For travelers from the mainland coming into Oak Bluffs, those sandy cliffs that give the town its name are the first close glimpse they get of Martha’s Vineyard. For storm-tossed sailors, myself among them, they are always a welcome sight.

Sightseers on the Vineyard have long enjoyed seeing Cape Cod’s dancing lights at night from East Chop Drive, the gleaming moon paths below on Vineyard Sound, whose waters are studded with sailboats on summer afternoons.

Some of my earliest Island memories are of after-dinner strolls along the far more spacious bluffs of eight decades ago. There was room enough for a bench there then, not far from Arlington avenue where my French great-grandfather had built a summer house in the 1890s. In the way of Europeans, family members liked to go for walks. Almost nightly, my grandmother would take me for a constitutional down to the bluffs to watch the sun go down. And in daylight hours whenever a guest was leaving on the steamer, she and I would be there to wave goodbye with a white kerchief. On rare occasions we might also see a four or five-masted schooner carrying lumber from Maine sail by.

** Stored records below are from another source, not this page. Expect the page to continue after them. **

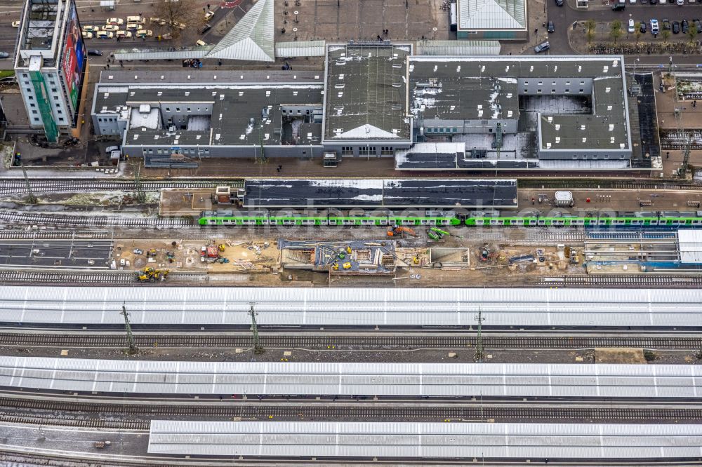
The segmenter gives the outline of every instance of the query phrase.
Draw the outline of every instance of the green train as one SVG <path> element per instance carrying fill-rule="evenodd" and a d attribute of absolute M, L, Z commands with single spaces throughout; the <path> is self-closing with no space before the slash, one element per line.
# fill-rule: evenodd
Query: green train
<path fill-rule="evenodd" d="M 578 217 L 551 211 L 203 211 L 202 226 L 700 226 L 702 211 L 611 212 Z"/>

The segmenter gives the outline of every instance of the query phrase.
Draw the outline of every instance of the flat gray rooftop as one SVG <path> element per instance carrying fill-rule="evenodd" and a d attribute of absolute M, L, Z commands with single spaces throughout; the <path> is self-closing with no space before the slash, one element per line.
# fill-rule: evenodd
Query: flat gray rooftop
<path fill-rule="evenodd" d="M 409 140 L 409 46 L 329 46 L 325 141 Z"/>
<path fill-rule="evenodd" d="M 515 208 L 515 180 L 246 180 L 244 205 Z"/>
<path fill-rule="evenodd" d="M 29 298 L 27 298 L 29 297 Z M 340 299 L 343 302 L 340 302 Z M 0 323 L 122 326 L 461 326 L 479 309 L 492 327 L 702 327 L 702 290 L 357 287 L 44 287 L 0 288 Z"/>
<path fill-rule="evenodd" d="M 373 384 L 369 381 L 369 384 Z M 154 420 L 149 452 L 282 458 L 689 459 L 702 425 Z M 647 462 L 642 461 L 641 464 Z"/>
<path fill-rule="evenodd" d="M 541 149 L 630 146 L 620 56 L 412 56 L 408 61 L 410 110 L 416 116 L 518 119 L 520 82 L 573 78 L 570 95 L 577 95 L 575 80 L 588 79 L 594 80 L 592 112 L 560 114 L 557 107 L 542 111 Z"/>

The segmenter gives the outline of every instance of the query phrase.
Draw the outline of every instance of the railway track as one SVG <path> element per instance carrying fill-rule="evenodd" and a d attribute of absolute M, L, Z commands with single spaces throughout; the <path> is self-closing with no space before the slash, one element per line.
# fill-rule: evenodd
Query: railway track
<path fill-rule="evenodd" d="M 81 191 L 135 191 L 136 183 L 134 181 L 102 180 L 99 179 L 86 180 L 55 180 L 55 179 L 29 179 L 32 191 L 34 194 L 40 193 L 79 193 Z M 141 187 L 145 191 L 159 191 L 169 189 L 198 189 L 215 188 L 218 185 L 230 185 L 232 187 L 243 187 L 241 180 L 218 181 L 218 182 L 142 182 Z M 27 183 L 23 180 L 0 180 L 0 196 L 11 194 L 24 194 L 27 193 Z"/>
<path fill-rule="evenodd" d="M 371 397 L 368 397 L 371 399 Z M 389 405 L 377 402 L 320 405 L 311 400 L 296 402 L 217 405 L 169 405 L 163 400 L 150 404 L 73 402 L 0 398 L 0 421 L 41 425 L 64 425 L 100 428 L 148 430 L 155 419 L 194 418 L 198 420 L 255 419 L 261 421 L 538 421 L 559 423 L 627 422 L 702 424 L 702 409 L 654 407 L 534 407 L 471 406 L 455 404 Z M 49 412 L 49 413 L 46 413 Z M 58 415 L 60 414 L 60 415 Z"/>
<path fill-rule="evenodd" d="M 661 149 L 682 150 L 688 142 L 690 149 L 702 149 L 702 130 L 685 130 L 682 133 L 677 130 L 663 130 L 661 135 Z"/>
<path fill-rule="evenodd" d="M 260 328 L 260 339 L 270 348 L 310 349 L 390 349 L 463 348 L 473 348 L 477 337 L 472 336 L 411 335 L 305 335 L 267 334 Z M 455 331 L 455 330 L 451 330 Z M 252 347 L 251 334 L 204 335 L 180 333 L 164 335 L 136 333 L 136 344 L 143 348 L 241 348 Z M 695 350 L 702 348 L 702 336 L 691 337 L 590 337 L 590 336 L 491 336 L 483 334 L 483 346 L 486 349 L 526 348 L 595 348 L 633 347 L 651 349 Z M 127 347 L 126 337 L 117 334 L 87 333 L 41 334 L 24 332 L 0 333 L 0 344 L 18 347 L 122 348 Z"/>
<path fill-rule="evenodd" d="M 65 215 L 0 210 L 0 224 L 55 225 L 62 227 L 189 227 L 197 225 L 183 217 L 121 217 L 103 215 Z"/>
<path fill-rule="evenodd" d="M 702 286 L 702 276 L 675 276 L 647 275 L 585 275 L 558 276 L 535 278 L 527 285 L 550 287 L 675 287 L 698 288 Z"/>
<path fill-rule="evenodd" d="M 571 179 L 530 179 L 518 178 L 519 188 L 562 188 L 562 189 L 579 189 L 579 188 L 599 188 L 601 189 L 620 189 L 620 190 L 702 190 L 702 184 L 678 184 L 673 182 L 630 182 L 607 180 L 599 179 L 590 180 L 571 180 Z"/>
<path fill-rule="evenodd" d="M 110 240 L 107 231 L 0 230 L 0 240 Z"/>
<path fill-rule="evenodd" d="M 137 284 L 135 271 L 115 271 L 107 269 L 86 271 L 31 271 L 0 269 L 0 283 L 21 284 L 112 284 L 133 285 Z M 190 282 L 204 280 L 204 273 L 173 272 L 168 275 L 168 282 Z M 148 286 L 150 284 L 145 284 Z"/>

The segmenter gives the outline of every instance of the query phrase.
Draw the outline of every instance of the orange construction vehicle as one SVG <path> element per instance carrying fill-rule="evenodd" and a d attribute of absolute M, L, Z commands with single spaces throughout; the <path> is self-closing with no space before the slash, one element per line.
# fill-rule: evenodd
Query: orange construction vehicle
<path fill-rule="evenodd" d="M 388 229 L 388 237 L 402 236 L 404 234 L 410 235 L 413 237 L 417 236 L 417 234 L 414 233 L 414 230 L 410 229 L 409 227 L 403 227 L 402 226 L 396 225 Z"/>

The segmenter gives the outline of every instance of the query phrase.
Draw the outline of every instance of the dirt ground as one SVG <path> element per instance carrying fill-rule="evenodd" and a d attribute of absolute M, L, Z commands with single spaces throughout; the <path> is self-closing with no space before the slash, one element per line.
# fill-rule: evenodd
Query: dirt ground
<path fill-rule="evenodd" d="M 218 248 L 220 245 L 224 245 L 223 251 Z M 116 266 L 124 271 L 137 271 L 150 266 L 171 271 L 206 271 L 213 274 L 272 272 L 277 271 L 280 267 L 280 251 L 277 245 L 272 238 L 249 241 L 230 239 L 117 241 L 113 258 Z M 201 248 L 207 245 L 213 245 L 217 257 L 225 259 L 227 262 L 202 261 Z M 151 249 L 156 250 L 156 255 L 147 257 L 147 253 Z M 173 254 L 172 260 L 167 257 L 168 252 Z M 124 265 L 121 264 L 123 259 Z"/>
<path fill-rule="evenodd" d="M 265 332 L 263 332 L 265 333 Z M 64 349 L 51 347 L 32 348 L 4 346 L 0 347 L 2 355 L 24 357 L 61 357 Z M 285 355 L 290 351 L 290 355 Z M 456 357 L 449 356 L 455 353 Z M 697 360 L 696 351 L 656 351 L 655 360 L 649 365 L 690 365 Z M 268 348 L 265 353 L 256 355 L 251 348 L 143 348 L 136 356 L 126 355 L 121 348 L 72 348 L 68 358 L 102 358 L 116 360 L 196 360 L 220 362 L 397 362 L 471 363 L 475 356 L 475 350 L 446 348 L 441 350 L 384 350 L 351 351 L 344 349 L 305 350 L 298 348 Z M 485 349 L 485 363 L 595 363 L 595 352 L 583 350 L 496 350 Z"/>

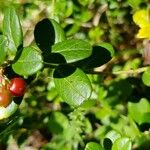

In later years, my brother John and I often sailed his catboat along the bluff into Oak Bluffs harbor. We would be weary after all-day sails to Tarpaulin Cove or fishing expeditions in the Middle Ground. But then there would be the bluffs welcoming us home.

As they have everywhere on the Island over the years, winds and rain and high seas have eaten away at the bluffs. As long ago as 1929, there were worries about them and a timber bulkhead was built to protect them. In 1940, they were reinforced with rip-rap, and again in the 1960s. In the 1990s, after the devastation wreaked by Hurricane Bob, FEMA funds helped to provide 4,000 tons of granite Ralph Parker barged to the Island from Tiverton, R.I. That was 20 times the weight of the Statue of Liberty that came to shore up the bluffs.

East Chop neighbors have tried to help out, too. The late Sterling Ivision, when he was East Chop Association president, made vigorous efforts to keep the sandy soil on the face of the bluffs in place by planting crown vetch there and urging other East Choppers to do so. But the ferocity of storms in recent decades has undermined the bluffs so severely that in 1970 both big buses and commercial traffic were banned from East Chop Drive. More recently all vehicle traffic has been limited to just the inside lane in winter in response to warnings from engineers that heavy traffic might cause the bluffs to collapse.

Until this year the bluffs were the property of the East Chop Association whose owners’ homes line their top. That ownership has posed problems to the town when it has tried to gain federal and state aid for bluff preservation. But now that problem seems to have been resolved. Last month, the town accepted the association’s offer of 4.4 acres on the waterside of East Chop Drive. There are conservation restrictions on it, but they do allow revetments to shore up the site. And since Oak Bluffs is now the owner of the bluffs, this should make FEMA aid more quickly forthcoming. Matching local funding would probably be required, but town officials believe much of that could also be provided by the state.

Thanks are in order to the town, the East Chop Association and, hopefully, the federal government for seeing that the town’s welcoming white sand bluffs and scenic East Chop Drive above them will be preserved.